For us, tequila and mezcal are one and the same. Mezcal is just the more expensive bottle because it has a worm. Either are drank in a shot glass, chugged down in one gulp followed by a bite into a slice of sour lemon and salt. All this is practiced in a wild party scene where body licking is cheered and sweaty bodies gyrating in drunken stupor are the norm.

I was in my 20s when I first drank tequila as taught to me by a female friend. It was her birthday, and she had a bottle of Jose Cuervo. I chugged down the liquor as instructed, licking lemon and salt while grimacing, and got roaring drunk as tequila can make you. I remember to this day how drunk but conscious I was such that I’d gag and throw up everytime I am invited to chug down tequila again. I’d take a sip, but nothing else.

This drunken rage, the stupor seen in wild parties, were nothing like the relaxed, dignified professionals (handsome to boot!) who were introducing me to how tequila was to be drank and savored. The same handsome men in suits teaching me to savor the difference between mezcal and tequila scoffed off bodyshots as “American”.

“They’re in a hurry to get drunk,” my Mexican companion said. It’s drinking tequila the wrong way. Tequila is to be savored, during lunch, during dinner, like you savor your food.

In that short visit, I drank as Mexicans drank, ordering their liquor to accompany my meals, and truly appreciating the flavor, the distinction between this brand and that and that note and those.

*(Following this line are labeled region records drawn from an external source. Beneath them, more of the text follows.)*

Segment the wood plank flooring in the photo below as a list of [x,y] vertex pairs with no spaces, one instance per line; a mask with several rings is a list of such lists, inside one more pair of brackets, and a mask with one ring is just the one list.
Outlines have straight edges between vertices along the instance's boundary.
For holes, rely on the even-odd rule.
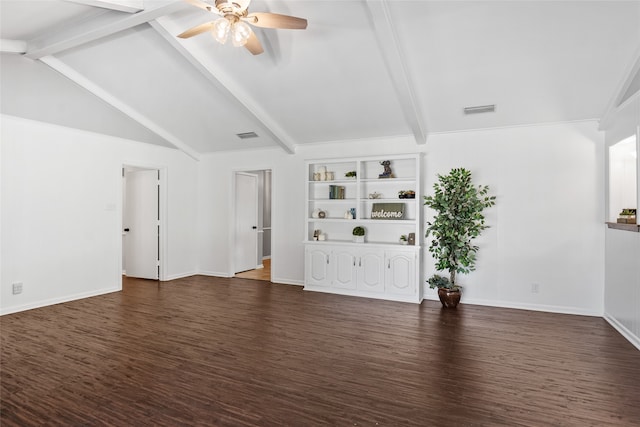
[[638,426],[603,319],[195,276],[6,315],[0,425]]

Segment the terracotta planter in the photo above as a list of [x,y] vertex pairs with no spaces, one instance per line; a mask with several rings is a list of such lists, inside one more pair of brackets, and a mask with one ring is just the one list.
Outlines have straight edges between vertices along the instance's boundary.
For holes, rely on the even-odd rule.
[[460,290],[453,291],[447,288],[438,288],[438,298],[444,308],[456,308],[460,302]]

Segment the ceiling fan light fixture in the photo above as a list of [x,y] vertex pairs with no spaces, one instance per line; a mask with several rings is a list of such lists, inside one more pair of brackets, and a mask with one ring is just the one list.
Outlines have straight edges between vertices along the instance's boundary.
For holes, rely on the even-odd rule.
[[235,47],[247,44],[251,36],[251,27],[246,22],[238,21],[231,26],[231,41]]
[[227,18],[218,18],[213,23],[211,34],[220,44],[225,44],[231,31],[231,22]]

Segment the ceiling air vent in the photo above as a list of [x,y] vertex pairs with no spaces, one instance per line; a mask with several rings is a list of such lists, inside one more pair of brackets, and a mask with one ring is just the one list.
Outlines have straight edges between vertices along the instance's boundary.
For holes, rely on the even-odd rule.
[[465,107],[465,114],[493,113],[496,111],[496,105],[477,105],[475,107]]
[[255,132],[243,132],[243,133],[237,133],[236,136],[240,139],[251,139],[251,138],[257,138],[258,134]]

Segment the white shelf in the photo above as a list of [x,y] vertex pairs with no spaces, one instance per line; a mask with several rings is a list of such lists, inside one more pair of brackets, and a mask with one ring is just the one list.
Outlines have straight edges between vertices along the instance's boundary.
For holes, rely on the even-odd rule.
[[[397,178],[380,178],[390,160]],[[356,177],[342,179],[355,171]],[[396,301],[422,301],[420,276],[422,241],[422,200],[420,199],[420,156],[418,154],[354,159],[324,159],[307,162],[305,185],[305,290]],[[327,174],[333,180],[317,180]],[[339,179],[335,179],[335,178]],[[331,199],[330,186],[343,187]],[[399,192],[412,190],[416,197],[401,199]],[[380,198],[370,199],[377,193]],[[403,219],[371,219],[371,211],[381,203],[386,211],[399,211]],[[344,218],[355,209],[355,219]],[[322,210],[326,218],[313,218]],[[392,216],[392,215],[389,215]],[[394,217],[395,218],[395,217]],[[354,227],[364,227],[365,241],[355,243]],[[319,232],[324,240],[315,240]],[[401,235],[415,235],[414,245],[400,243]]]

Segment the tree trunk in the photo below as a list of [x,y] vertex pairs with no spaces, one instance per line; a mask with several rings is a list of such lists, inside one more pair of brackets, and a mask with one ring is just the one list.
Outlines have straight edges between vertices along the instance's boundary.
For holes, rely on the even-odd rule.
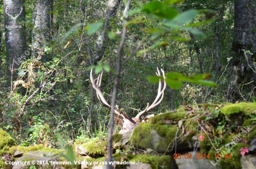
[[26,50],[25,0],[4,0],[3,2],[7,63],[12,70],[18,68],[25,58],[21,57]]
[[[34,28],[32,34],[32,46],[34,49],[40,48],[48,42],[51,39],[53,14],[49,12],[53,10],[53,0],[37,0],[34,12],[33,13]],[[33,55],[37,56],[34,51]],[[44,58],[44,61],[48,61],[49,58]]]
[[217,25],[217,28],[216,30],[215,33],[215,42],[216,44],[216,57],[215,58],[216,60],[216,69],[215,69],[215,76],[216,76],[218,74],[219,71],[221,70],[221,65],[220,60],[220,36],[222,32],[222,24],[223,21],[223,15],[224,14],[224,11],[225,10],[225,2],[222,2],[222,8],[220,11],[220,20],[218,20],[218,24]]
[[[235,32],[232,47],[234,80],[228,93],[229,99],[233,101],[241,98],[242,95],[239,94],[241,90],[238,87],[239,85],[246,84],[243,89],[251,92],[256,84],[255,65],[253,62],[256,60],[256,5],[254,1],[235,1]],[[251,54],[247,52],[245,55],[243,50],[249,51]]]
[[196,52],[197,57],[198,58],[199,66],[200,67],[200,73],[202,73],[203,72],[203,63],[202,60],[201,58],[200,48],[199,48],[198,44],[197,44],[196,42],[193,42],[193,41],[195,41],[195,37],[194,36],[194,35],[189,32],[189,36],[190,36],[190,38],[191,39],[191,41],[192,43],[194,44],[194,47],[195,48],[195,52]]

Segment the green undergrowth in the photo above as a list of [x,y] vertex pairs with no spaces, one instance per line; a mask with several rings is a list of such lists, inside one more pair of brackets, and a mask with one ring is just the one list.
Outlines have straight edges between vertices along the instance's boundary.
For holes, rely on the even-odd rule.
[[[115,161],[121,162],[121,158],[123,157],[123,155],[115,154],[113,155]],[[160,156],[149,154],[137,154],[135,156],[128,155],[125,156],[124,160],[126,161],[140,162],[142,163],[148,163],[150,165],[151,169],[171,169],[171,157],[169,156]],[[124,167],[124,165],[118,165],[119,167]]]

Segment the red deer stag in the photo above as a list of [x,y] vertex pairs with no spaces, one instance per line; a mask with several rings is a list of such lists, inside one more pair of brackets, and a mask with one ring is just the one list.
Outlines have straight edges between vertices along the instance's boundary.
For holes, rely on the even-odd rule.
[[[135,117],[130,118],[129,117],[125,112],[121,111],[120,109],[117,107],[115,109],[115,113],[116,115],[120,116],[122,117],[122,119],[118,117],[115,116],[115,121],[116,123],[118,124],[118,125],[120,126],[122,130],[120,130],[119,133],[124,133],[128,130],[132,130],[137,126],[141,122],[140,118],[141,116],[145,114],[148,112],[150,110],[154,108],[155,107],[158,105],[162,101],[163,98],[163,92],[166,88],[166,82],[165,82],[166,77],[164,74],[164,71],[161,69],[161,71],[162,72],[163,79],[164,79],[164,85],[162,89],[162,80],[159,78],[159,85],[158,86],[158,91],[157,92],[157,95],[156,96],[156,98],[155,99],[155,101],[150,106],[148,104],[148,106],[146,109],[141,112],[140,112]],[[156,75],[159,77],[161,76],[160,72],[157,68],[158,73],[156,72]],[[91,82],[92,83],[92,85],[94,89],[96,90],[97,93],[97,97],[100,100],[100,102],[103,105],[103,106],[107,107],[109,110],[111,110],[111,107],[108,103],[104,96],[101,91],[101,78],[102,77],[103,72],[101,73],[99,75],[99,77],[97,79],[94,80],[93,75],[93,70],[91,70],[90,74],[90,79]],[[95,83],[95,81],[97,80],[97,83]],[[151,116],[149,115],[148,116]],[[146,118],[145,117],[145,118]],[[117,123],[117,122],[118,122]]]

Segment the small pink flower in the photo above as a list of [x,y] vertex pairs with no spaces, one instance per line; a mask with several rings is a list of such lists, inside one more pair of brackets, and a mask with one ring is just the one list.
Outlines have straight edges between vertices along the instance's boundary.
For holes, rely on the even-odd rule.
[[202,134],[201,134],[198,136],[198,140],[199,140],[199,141],[202,141],[204,138],[204,137],[202,135]]
[[248,153],[249,152],[249,148],[247,147],[245,147],[244,148],[242,147],[240,149],[239,151],[240,151],[241,156],[244,156],[245,153]]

How easy it is to destroy and create a whole different interpretation of everything as humanity picks up bits and pieces without putting into context what they are experiencing.

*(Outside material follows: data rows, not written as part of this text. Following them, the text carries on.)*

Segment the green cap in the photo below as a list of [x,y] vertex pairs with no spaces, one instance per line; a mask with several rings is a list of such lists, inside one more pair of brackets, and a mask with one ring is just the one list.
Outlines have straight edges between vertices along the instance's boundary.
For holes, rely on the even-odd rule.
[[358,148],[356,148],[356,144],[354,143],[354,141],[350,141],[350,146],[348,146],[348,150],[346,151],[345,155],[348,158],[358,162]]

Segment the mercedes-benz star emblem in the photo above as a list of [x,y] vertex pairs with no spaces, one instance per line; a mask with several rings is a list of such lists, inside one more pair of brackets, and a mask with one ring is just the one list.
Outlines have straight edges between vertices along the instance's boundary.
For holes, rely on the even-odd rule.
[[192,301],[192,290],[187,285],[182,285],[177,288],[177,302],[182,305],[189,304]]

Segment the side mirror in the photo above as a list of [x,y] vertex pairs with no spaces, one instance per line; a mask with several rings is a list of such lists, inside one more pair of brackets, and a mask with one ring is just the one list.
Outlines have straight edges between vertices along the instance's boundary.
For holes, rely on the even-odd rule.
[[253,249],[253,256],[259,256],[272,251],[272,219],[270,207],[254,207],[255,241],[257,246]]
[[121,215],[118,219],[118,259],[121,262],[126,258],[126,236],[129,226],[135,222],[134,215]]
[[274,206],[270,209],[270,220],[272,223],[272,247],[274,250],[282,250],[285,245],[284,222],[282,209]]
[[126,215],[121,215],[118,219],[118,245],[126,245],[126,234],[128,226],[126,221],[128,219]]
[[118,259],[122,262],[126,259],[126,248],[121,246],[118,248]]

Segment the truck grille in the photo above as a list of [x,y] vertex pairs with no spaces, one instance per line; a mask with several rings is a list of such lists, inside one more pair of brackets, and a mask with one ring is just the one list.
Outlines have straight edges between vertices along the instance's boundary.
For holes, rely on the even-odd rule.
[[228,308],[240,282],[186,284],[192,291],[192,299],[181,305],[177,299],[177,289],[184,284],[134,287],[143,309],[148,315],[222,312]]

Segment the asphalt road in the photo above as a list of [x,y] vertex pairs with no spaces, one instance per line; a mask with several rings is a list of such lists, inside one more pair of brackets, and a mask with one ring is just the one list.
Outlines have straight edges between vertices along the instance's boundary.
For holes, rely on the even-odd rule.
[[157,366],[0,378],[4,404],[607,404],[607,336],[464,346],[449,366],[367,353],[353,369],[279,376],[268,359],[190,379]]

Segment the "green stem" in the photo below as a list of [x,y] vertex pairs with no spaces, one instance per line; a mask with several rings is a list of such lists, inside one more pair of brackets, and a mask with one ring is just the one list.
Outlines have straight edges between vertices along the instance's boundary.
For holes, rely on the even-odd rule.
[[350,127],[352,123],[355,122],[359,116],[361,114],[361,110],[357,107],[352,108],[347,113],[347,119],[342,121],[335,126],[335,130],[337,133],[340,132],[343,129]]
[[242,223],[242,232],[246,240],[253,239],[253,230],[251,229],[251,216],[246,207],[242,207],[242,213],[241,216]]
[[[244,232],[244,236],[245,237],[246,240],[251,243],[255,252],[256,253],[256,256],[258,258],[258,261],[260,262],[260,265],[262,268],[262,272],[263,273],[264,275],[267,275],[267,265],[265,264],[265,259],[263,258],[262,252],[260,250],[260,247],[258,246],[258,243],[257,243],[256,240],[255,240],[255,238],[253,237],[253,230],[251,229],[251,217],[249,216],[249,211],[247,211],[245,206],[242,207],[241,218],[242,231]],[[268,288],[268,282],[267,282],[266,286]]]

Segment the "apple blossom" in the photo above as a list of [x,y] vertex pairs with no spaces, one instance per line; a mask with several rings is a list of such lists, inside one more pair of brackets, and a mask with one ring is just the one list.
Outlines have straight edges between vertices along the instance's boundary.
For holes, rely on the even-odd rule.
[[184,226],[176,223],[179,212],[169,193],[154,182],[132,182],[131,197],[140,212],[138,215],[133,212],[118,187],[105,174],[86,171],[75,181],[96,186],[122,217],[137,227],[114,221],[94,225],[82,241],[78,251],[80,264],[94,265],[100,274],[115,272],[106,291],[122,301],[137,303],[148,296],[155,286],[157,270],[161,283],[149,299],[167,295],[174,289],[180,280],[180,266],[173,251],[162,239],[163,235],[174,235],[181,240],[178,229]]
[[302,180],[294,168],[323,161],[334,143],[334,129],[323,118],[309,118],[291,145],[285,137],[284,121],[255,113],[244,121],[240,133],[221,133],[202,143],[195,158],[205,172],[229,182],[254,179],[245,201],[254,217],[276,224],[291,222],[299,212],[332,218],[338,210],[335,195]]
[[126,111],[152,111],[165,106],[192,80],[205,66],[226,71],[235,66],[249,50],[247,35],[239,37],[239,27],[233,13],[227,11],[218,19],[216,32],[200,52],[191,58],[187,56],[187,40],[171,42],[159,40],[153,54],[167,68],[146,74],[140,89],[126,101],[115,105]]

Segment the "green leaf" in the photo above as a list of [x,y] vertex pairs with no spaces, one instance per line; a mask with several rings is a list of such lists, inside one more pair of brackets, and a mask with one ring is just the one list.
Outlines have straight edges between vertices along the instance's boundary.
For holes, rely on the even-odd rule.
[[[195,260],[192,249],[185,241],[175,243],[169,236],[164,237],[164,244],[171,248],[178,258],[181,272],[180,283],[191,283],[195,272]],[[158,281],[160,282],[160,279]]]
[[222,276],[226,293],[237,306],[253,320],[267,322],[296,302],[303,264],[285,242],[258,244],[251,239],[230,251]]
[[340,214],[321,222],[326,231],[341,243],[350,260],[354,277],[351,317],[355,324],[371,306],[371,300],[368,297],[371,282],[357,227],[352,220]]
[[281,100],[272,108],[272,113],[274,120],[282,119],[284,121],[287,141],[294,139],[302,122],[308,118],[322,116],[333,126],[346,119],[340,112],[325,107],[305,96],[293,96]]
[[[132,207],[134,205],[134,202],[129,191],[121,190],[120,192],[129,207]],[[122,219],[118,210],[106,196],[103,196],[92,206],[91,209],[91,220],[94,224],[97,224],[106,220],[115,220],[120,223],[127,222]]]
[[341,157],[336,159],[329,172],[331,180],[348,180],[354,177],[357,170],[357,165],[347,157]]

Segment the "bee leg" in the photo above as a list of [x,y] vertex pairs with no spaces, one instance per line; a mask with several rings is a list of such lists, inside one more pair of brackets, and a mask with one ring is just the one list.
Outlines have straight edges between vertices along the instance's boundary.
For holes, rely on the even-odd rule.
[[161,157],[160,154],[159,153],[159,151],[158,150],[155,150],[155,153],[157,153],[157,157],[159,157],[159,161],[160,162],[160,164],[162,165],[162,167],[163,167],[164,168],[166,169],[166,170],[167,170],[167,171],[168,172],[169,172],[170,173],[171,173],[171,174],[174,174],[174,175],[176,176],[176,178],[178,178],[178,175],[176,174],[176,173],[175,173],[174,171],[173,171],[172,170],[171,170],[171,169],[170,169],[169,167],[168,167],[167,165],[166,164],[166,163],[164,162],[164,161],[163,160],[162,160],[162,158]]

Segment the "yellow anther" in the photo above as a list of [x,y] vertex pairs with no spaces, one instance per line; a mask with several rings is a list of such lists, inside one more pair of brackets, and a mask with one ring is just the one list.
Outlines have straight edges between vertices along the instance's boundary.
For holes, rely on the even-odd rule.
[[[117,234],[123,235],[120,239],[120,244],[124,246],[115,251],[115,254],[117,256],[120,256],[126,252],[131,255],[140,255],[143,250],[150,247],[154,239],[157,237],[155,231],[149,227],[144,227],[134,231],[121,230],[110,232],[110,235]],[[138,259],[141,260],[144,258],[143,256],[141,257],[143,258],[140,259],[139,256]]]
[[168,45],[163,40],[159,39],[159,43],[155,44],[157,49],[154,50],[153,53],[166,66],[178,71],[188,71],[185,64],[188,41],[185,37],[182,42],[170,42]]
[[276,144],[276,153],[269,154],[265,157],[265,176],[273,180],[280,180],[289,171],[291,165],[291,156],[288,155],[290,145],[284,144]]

I pause and wonder, like many are wondering now. Do we even know Philippine history as it happened. It was just a decade or so ago when we learned about the villain that was Emilio Aguinaldo, after being made to believe in our elementary and high school days of his gallantry and youthful leadership.

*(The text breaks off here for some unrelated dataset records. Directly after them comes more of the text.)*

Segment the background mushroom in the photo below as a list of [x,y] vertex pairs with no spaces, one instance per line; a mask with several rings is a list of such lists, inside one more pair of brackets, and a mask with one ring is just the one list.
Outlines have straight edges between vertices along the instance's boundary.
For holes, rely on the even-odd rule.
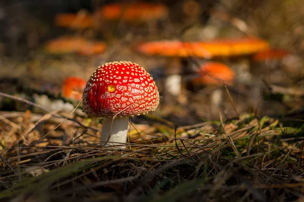
[[108,139],[111,143],[106,145],[123,145],[129,117],[155,110],[159,99],[149,73],[136,63],[121,61],[106,63],[94,71],[85,88],[83,105],[89,117],[104,118],[101,141]]

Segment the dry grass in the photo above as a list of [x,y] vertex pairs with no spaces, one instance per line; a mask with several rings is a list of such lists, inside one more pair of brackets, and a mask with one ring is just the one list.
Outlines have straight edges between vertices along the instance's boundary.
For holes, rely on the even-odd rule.
[[64,119],[60,114],[1,114],[0,197],[6,201],[265,201],[302,196],[301,128],[275,118],[248,114],[175,130],[155,121],[134,124],[127,148],[119,150],[98,145],[96,124],[85,127],[71,119],[58,127]]

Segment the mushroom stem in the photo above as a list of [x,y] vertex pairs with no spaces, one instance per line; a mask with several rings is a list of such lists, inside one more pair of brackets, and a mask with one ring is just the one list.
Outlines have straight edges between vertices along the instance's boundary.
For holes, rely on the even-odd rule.
[[104,146],[119,144],[121,145],[120,147],[125,148],[126,145],[124,144],[127,143],[128,123],[129,117],[117,117],[114,119],[112,124],[112,118],[103,119],[100,137],[102,144],[102,142],[105,143],[107,141],[110,132],[111,136],[108,142],[106,142]]

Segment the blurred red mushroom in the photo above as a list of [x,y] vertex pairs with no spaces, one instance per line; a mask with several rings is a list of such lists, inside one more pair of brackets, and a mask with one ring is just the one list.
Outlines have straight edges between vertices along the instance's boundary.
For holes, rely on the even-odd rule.
[[136,2],[117,3],[101,7],[97,15],[101,19],[127,21],[147,21],[160,20],[167,16],[168,9],[162,4]]
[[252,56],[252,60],[255,62],[262,62],[268,60],[280,60],[283,59],[289,54],[289,53],[284,49],[270,48],[254,54]]
[[87,82],[81,78],[74,76],[67,77],[62,84],[62,96],[66,98],[80,100]]
[[225,84],[232,85],[235,76],[234,72],[228,66],[215,62],[204,63],[198,73],[200,76],[192,81],[195,84],[221,85],[223,82]]

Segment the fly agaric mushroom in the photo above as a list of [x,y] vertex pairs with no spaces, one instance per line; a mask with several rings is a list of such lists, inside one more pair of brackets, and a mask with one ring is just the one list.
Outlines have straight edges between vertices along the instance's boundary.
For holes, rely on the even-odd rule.
[[222,63],[207,62],[202,65],[198,72],[200,76],[195,78],[194,84],[206,85],[222,85],[224,82],[228,85],[232,84],[235,77],[234,71]]
[[155,110],[159,100],[153,79],[142,67],[113,62],[99,67],[91,76],[83,106],[89,117],[104,118],[100,140],[108,146],[125,144],[129,117]]
[[[183,42],[178,40],[155,41],[144,42],[137,46],[139,52],[146,55],[160,56],[167,57],[167,62],[165,69],[167,78],[165,80],[164,89],[166,95],[171,94],[179,98],[180,96],[182,78],[181,73],[182,68],[182,61],[186,60],[189,56],[197,56],[199,51],[194,52],[196,43]],[[204,51],[202,50],[202,51]],[[200,55],[204,54],[200,53]],[[168,103],[165,97],[165,101]],[[167,103],[168,104],[168,103]]]
[[144,42],[137,46],[140,52],[146,55],[169,57],[169,63],[166,68],[168,78],[165,81],[165,88],[175,96],[180,94],[181,61],[187,57],[210,59],[240,56],[253,54],[269,48],[267,41],[252,37],[207,41],[155,41]]
[[67,77],[61,87],[62,95],[67,98],[80,100],[86,83],[81,78],[74,76]]
[[[168,17],[169,9],[163,4],[133,2],[115,3],[109,4],[99,9],[96,14],[98,20],[106,24],[106,29],[103,33],[106,33],[109,27],[111,27],[114,21],[121,21],[123,23],[120,25],[129,30],[131,25],[147,25],[148,33],[155,34],[157,30],[157,22],[165,19]],[[108,23],[107,24],[107,22]],[[121,30],[122,27],[121,27]]]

The history learned in school is nothing but perfumed fairy tales to extol families and lineages. How many more villainous acts have been hidden to a people so as to cast clans and lineages in the limelight as if they were saints? I shudder. You can’t even tell the party people now that they’re drinking tequila the wrong way, how can you tell the Filipinos that we have been living under the delusion of a few?